Husky Crew -- UW Rowers Recall Gold-Medal Day In '36

Sixty years later, the University of Washington's 1936 crew continues to trade barbs and jokes and give different accounts of its gold-medal performance in the 1936 Olympics.

Seven members of the crew are alive and were honored Thursday at the Conibear Shellhouse.

Coxswain Bob Moch, who still practices law in Seattle at age 81, claims that stroke Donald Hume "passed out" in the championship race. He said Hume was ill but somehow kept rowing then snapped back to consciousness in the final stages of the race and led the Huskies' winning spurt.

Hume said the story is bunk because "how can you keep rowing if you pass out?"

"If a guy passes out in the middle of a race, the race is over, isn't it?" he said. "Bob keeps embellishing that story and each year I'm passed out for longer, but he always manages to get me to come back to consciousness in time to finish the race."

Moch came over to Hume's table yesterday to tell him a photographer wanted the 1936 crew outside for a photo.

"I just passed out, Bob, I won't be able to make it," Hume cracked.

Moch replied, "I want to tell you guys something: He did pass out. I don't care what he says. He's just too damn embarrassed to admit it. He doesn't remember it."

Hume replied, "Listen, if you were sitting there listening to him shouting in your face all the time, wouldn't you shut your eyes?"

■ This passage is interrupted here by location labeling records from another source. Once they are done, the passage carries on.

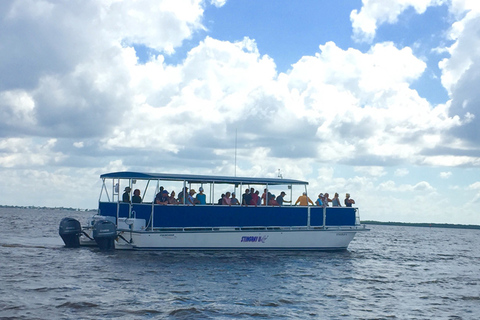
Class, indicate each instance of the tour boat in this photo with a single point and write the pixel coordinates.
(210, 226)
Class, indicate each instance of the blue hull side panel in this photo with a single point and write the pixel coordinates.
(178, 216)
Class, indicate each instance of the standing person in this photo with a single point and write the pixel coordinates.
(234, 200)
(190, 200)
(326, 199)
(136, 196)
(281, 199)
(162, 198)
(348, 201)
(172, 199)
(265, 196)
(226, 199)
(126, 194)
(255, 197)
(183, 194)
(304, 200)
(336, 201)
(201, 197)
(246, 197)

The other surviving members of the crew are Roger Morris, Joe Rantz, Jim McMillan, John White and George Hunt. The deceased members are Gordon Adam and Charles Day.

The crew won the Intercollege Rowing Association title, the Olympic Trials, then the Olympic gold medal outside Berlin by coming from behind to beat Italy by 8 feet.

The 1936 crew will ride a launch down the course today on Opening Day.

Notes

-- Yale crews arrived yesterday and it was a homecoming of sorts for Peter Stroble, who spent his teenage years in Port Angeles. Stroble attended Brentwood College (a prep school) in British Columbia and was a member of the Brentwood crew that upset the UW freshmen in the 1992 Opening Day Regatta.

-- The U.S. men's Olympic eight arrived Thursday and worked out yesterday. The Olympic crew will row the Montlake Cut course today after the final race.